Rachael, 41, who has required four food parcels in the past six months to help feed her two young children, said: "Sometimes we would not have eaten if it hadn't been for the food bank and that is not exaggerating, it has been that bad.
"My little girl looking in the fridge and saying, 'Mummy, what are we going to have?' - it's heartbreaking."
The government says higher wages, rather than taxpayer-funded benefit rises, will be the better option as the country emerges from Covid restrictions, but charities warn the reduction coincides with an increasing cost of living.
According to the Trussell Trust, 88,000 people in Yorkshire and the Humber fear they will be forced to skip meals, with the Joseph Rowntree Foundation warning 82% of families living in the Bradford West constituency will be affected by the uplift removal.
Bradford Central Food Bank helped 2,500 people a month at the height of the pandemic, with manager Josie Barlow warning people "will be massively hit by the cut".

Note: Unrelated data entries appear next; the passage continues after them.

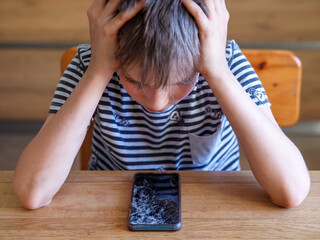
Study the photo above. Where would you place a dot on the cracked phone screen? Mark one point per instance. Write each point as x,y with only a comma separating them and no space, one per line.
155,199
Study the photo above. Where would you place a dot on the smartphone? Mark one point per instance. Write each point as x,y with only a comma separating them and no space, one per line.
155,202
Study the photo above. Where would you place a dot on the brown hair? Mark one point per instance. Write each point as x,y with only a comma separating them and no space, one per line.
162,39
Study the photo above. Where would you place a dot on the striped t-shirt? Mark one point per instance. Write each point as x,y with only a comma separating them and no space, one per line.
193,134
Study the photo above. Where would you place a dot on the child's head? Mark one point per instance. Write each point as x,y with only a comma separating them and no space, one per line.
160,46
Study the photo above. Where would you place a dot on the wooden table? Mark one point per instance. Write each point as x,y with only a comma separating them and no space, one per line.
215,205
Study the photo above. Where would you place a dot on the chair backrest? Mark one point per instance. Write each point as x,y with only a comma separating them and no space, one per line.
278,70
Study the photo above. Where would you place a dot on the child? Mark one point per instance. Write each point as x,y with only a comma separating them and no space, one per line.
167,93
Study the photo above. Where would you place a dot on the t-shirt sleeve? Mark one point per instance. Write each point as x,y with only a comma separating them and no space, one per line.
246,75
70,78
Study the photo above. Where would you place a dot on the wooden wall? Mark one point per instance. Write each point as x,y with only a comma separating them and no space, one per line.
34,34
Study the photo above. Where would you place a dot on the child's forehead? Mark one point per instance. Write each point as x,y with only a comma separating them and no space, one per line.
133,72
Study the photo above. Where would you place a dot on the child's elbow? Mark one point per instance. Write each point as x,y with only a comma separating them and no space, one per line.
294,197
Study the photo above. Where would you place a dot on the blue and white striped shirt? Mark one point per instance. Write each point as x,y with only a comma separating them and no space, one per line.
193,134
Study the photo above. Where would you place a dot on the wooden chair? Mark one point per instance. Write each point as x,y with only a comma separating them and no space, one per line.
279,71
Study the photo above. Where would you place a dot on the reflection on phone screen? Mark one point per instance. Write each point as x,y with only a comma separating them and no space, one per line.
155,199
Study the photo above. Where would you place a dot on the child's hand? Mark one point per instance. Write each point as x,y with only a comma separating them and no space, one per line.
212,34
104,27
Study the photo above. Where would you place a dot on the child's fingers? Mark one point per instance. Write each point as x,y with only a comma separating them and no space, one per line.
124,16
195,10
110,9
96,8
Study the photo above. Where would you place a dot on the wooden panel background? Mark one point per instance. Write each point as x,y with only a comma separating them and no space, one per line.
28,77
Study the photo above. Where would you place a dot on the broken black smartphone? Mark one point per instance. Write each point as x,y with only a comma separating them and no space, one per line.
155,202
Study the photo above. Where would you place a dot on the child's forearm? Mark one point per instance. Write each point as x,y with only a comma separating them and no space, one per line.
45,163
275,161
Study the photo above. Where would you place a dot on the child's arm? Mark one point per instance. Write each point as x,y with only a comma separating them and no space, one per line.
275,161
46,161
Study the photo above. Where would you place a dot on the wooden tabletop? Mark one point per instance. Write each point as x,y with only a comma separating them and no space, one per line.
215,205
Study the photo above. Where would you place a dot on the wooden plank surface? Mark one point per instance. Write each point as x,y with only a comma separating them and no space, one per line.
215,205
27,82
251,20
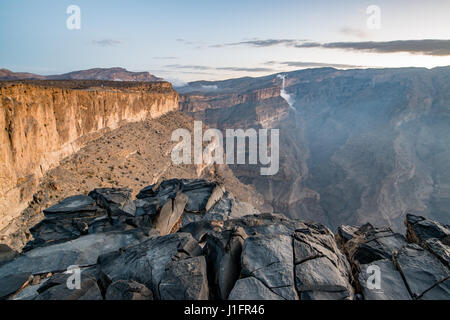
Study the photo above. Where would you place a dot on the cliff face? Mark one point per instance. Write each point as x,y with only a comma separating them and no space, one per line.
107,74
361,145
43,122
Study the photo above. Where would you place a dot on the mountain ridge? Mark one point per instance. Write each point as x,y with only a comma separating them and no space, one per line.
111,74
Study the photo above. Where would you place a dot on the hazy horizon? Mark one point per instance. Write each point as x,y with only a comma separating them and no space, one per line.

"People going from £409 as a single person down to £323, it's a 21% cut in income," she said.
"Especially in winter, with electricity bills, fuel prices are rising, that combined with the furlough scheme ending is really going to push many more people to using a food bank."
Rachael, who is currently unemployed and suffers from depression, said she was concerned about winter and the £240 reduction in her budget in the run-up to Christmas.
"I'll have to penny-pinch everywhere, I do not put the central heating on because that would be an extra £30 or £40 a month on gas," she said.
"The [hot] water has gone at the moment, so I'm going round to a friend's house to have a shower."
Mr Selfe said: "The Salvation Army and other organisations are bracing themselves for numbers to go up.
"People on Universal Credit tend to teeter on the edge of desperation and poverty, they have just enough to get by."
A government spokesperson said: "We've always been clear that the uplift to Universal Credit and the furlough scheme were temporary.
"Universal Credit will continue to provide vital support for those both in and out of work and it's right that the government should focus on our Plan for Jobs, supporting people back into work and supporting those already employed to progress and earn more."